私達の周りには様々な建物があり、知らず知らずのうちにそれらを利用しています。

自分が住んでいるお家はもちろん、 通っている学校の校舎、働いているオフィスビル、あるいは駅ビル、ショッピングをする施設。。
これらは当たり前ではありますが地震が来ても大丈夫なように耐震設計されています。

しかしもし、想定もしないような大きな地震が来たらどうなるのでしょうか。
やっぱり壊れてしまうのでしょうか。

そのような、大地震に対する、建物の耐震設計のコンセプトとして「強度型」と「靭性(じんせい)型」というものがあります。

「強度型」 と 「靭性型」。。

「強度型はなんとなく分かるけど靭性型ってなんスか(・・)。
    そもそも靭性なんて初めて聞いたッス」

はいはい。もうちょっと丁寧に聞きましょうね(^^;)。
ではそれらの正確な意味は後回しにして、まずは例え話をしてみましょう。

それらを「せんべい」に例えてお話します


ここに、普通のせんべいと、湿気(しけ)ったせんべいがあったとします。 買ってきたばっかりのせんべいと、こたつの上に出しっぱなしにしたせいで湿気ってしまったせんべいです。

湿気ったせんべい。ほったらかしたのは誰でしょうか。やっぱりズボラなお父さんでしょうか。 まったくもう、お父さんったらテキトーなんだから、というママのグチが聞こえそうです。



せんべいはパキッという食感が命。湿気ってしまってはもう食べごろとは言えません。ザンネンながらゴミ箱直行でしょう。

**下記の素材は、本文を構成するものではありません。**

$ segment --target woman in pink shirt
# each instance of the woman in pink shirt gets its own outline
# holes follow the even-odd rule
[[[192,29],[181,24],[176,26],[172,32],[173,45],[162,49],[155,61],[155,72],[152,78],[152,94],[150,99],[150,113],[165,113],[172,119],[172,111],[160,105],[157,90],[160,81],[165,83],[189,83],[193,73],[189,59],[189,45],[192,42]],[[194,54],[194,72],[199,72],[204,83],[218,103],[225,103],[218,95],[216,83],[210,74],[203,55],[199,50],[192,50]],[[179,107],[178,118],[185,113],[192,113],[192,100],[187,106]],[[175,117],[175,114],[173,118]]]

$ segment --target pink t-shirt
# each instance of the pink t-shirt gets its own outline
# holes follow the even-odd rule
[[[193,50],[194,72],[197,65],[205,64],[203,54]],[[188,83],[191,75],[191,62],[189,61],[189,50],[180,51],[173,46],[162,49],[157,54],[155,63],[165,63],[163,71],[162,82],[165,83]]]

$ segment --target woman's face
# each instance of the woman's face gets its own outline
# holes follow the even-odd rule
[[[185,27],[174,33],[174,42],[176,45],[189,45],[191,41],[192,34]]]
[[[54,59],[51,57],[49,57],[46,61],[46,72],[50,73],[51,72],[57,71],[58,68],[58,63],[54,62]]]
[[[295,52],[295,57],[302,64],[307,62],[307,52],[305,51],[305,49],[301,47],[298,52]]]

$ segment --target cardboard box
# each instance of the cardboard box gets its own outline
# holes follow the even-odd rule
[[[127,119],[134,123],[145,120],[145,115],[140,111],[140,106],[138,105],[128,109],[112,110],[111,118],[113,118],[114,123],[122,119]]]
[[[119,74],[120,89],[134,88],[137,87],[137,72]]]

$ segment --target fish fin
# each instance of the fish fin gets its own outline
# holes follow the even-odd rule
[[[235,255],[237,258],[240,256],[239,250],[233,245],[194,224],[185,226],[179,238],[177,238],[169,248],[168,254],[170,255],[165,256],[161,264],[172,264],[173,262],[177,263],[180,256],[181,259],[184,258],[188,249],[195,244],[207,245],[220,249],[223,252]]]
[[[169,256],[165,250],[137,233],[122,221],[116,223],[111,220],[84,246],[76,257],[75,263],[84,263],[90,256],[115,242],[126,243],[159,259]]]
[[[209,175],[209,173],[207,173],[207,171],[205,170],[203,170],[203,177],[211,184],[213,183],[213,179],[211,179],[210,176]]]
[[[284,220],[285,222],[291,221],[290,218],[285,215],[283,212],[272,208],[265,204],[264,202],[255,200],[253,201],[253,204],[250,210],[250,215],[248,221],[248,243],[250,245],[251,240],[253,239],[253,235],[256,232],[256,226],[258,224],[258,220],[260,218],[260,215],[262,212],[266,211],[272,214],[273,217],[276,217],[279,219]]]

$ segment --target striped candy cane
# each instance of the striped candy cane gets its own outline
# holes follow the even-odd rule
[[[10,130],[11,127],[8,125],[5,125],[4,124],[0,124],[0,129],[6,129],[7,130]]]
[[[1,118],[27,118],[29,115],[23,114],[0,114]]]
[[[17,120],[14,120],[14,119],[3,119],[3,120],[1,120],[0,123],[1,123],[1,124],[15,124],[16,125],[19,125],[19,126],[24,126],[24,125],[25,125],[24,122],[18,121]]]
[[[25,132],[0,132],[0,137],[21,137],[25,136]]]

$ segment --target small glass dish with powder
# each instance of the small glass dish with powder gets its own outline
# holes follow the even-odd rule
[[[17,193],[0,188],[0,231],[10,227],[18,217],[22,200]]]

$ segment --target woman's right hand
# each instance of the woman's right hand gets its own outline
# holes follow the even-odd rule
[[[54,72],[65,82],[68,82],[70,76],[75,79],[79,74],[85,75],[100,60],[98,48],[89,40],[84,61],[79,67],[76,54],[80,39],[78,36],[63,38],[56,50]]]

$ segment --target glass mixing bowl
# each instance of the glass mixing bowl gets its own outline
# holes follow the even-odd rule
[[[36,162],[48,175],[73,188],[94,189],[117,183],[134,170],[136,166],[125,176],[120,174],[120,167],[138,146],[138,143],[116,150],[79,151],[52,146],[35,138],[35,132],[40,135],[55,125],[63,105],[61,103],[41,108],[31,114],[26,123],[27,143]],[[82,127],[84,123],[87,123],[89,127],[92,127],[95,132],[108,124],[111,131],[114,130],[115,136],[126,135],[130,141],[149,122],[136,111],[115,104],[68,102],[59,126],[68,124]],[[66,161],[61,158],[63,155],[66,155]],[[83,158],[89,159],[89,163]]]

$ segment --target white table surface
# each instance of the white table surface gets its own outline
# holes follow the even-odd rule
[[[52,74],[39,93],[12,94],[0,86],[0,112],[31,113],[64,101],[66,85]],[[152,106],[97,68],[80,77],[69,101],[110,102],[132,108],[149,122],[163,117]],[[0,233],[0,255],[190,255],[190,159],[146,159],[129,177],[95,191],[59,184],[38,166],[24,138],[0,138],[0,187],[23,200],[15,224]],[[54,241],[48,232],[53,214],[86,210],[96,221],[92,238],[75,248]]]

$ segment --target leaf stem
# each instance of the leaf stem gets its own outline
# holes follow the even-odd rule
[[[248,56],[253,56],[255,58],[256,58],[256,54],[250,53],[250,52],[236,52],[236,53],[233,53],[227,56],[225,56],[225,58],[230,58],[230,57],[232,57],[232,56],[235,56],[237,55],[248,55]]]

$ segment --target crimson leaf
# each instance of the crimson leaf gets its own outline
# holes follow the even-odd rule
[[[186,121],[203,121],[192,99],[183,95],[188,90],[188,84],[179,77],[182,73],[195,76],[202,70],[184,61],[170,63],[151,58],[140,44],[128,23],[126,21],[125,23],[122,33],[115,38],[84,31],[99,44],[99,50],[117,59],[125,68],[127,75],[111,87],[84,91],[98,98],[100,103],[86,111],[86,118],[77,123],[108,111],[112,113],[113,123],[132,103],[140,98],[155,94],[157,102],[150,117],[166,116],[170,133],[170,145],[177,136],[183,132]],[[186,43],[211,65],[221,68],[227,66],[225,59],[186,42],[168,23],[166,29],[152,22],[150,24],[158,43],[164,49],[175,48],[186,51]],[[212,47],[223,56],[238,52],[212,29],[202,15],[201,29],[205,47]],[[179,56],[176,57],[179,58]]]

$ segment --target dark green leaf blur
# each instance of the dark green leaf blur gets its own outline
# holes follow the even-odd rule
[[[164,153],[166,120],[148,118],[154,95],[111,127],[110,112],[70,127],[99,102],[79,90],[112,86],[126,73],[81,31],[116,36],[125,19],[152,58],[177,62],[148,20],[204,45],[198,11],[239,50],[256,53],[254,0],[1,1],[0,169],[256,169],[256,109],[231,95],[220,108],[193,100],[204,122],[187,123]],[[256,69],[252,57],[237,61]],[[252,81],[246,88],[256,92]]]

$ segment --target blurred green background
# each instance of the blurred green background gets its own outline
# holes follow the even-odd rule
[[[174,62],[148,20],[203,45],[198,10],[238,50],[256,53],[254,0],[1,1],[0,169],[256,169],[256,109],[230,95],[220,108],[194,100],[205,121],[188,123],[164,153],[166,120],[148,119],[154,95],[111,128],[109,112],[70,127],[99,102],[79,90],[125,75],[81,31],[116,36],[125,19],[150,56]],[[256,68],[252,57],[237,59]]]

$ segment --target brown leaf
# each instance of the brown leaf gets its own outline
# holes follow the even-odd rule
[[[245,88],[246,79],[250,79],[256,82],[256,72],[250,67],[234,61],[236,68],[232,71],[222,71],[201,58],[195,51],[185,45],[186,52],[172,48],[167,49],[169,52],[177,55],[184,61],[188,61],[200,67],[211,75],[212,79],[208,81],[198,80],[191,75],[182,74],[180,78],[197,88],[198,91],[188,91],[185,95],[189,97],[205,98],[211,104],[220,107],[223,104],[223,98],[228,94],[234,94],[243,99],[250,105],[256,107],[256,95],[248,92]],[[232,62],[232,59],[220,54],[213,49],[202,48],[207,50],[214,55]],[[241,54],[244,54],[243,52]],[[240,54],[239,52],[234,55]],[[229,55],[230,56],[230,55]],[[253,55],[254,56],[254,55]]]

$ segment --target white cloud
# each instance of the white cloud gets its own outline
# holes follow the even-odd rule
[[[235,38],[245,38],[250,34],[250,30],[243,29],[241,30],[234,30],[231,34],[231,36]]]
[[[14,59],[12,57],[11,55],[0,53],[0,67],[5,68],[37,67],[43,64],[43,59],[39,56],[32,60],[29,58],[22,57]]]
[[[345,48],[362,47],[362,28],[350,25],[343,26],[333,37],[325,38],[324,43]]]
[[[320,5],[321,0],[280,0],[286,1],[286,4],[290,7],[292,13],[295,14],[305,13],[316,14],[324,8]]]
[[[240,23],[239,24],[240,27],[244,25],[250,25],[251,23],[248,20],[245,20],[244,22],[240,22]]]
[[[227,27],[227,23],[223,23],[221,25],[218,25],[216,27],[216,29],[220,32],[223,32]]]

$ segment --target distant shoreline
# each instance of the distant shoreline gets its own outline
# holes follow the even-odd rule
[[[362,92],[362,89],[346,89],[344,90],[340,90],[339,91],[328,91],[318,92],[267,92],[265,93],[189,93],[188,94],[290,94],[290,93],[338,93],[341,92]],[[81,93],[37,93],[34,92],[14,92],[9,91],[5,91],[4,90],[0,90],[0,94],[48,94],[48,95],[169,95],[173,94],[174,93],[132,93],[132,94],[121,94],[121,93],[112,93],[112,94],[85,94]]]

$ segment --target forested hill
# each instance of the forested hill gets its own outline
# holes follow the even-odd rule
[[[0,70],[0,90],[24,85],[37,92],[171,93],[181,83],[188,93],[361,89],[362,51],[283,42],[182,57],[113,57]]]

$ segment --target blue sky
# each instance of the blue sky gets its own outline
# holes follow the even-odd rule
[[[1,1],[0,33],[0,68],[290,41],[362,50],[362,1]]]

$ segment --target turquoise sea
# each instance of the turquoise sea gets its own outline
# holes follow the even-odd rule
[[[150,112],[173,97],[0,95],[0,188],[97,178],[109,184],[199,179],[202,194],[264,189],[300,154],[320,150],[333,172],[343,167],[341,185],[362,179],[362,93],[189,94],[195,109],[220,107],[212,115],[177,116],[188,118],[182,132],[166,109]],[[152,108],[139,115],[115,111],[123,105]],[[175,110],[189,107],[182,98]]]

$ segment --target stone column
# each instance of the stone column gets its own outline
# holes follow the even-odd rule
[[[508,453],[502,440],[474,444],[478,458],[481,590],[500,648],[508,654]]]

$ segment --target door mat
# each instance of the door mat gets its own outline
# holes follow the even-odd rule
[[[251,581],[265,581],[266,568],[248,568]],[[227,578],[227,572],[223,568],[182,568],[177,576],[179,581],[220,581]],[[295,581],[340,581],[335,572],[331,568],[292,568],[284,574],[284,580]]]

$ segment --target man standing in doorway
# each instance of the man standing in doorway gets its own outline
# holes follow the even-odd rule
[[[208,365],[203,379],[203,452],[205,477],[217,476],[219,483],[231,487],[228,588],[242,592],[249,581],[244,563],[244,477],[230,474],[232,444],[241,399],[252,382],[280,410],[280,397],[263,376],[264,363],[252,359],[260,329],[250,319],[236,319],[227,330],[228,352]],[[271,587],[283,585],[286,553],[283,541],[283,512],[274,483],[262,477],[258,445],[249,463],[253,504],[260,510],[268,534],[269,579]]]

さて、この2つのせんべい。食べごろサイズにするために手で割ったとします。

まずは普通のせんべい。
コチラ、力を入れてもなかなか割れませんが、あるとき一瞬でパキッと2つに割れてしまいます。



次は湿気ったせんべい。

コチラを割ろうとすると、すぐにグニャッと曲がり始めます。
手がくっつくほど曲がります。どんだけ曲がんねん、ってカンジです

しかしそんな風に曲がりはするものの、さっきの普通のせんべいと違って、なかなか2つにちぎれません。湿気って水分を吸っているがゆえです。

何度もグニャグニャとやった挙句、やっと2つにちぎれました。
ふう、てこずらせやがって。

さて、この2つを整理すると以下です。

普通のせんべい・・・なかなか曲がらないが、ある時一気にパキッと2つに割れる
湿気ったせんべい・・・すぐに曲がり始めるが、なかなか2つにはちぎれない

これが先ほど出てきた「強度型」と「靭性型」に相当します。
普通のせんべいが「強度型」。湿気ったせんべいが「靭性型」です。靭性(じんせい)とは「粘りがある」というような意味です。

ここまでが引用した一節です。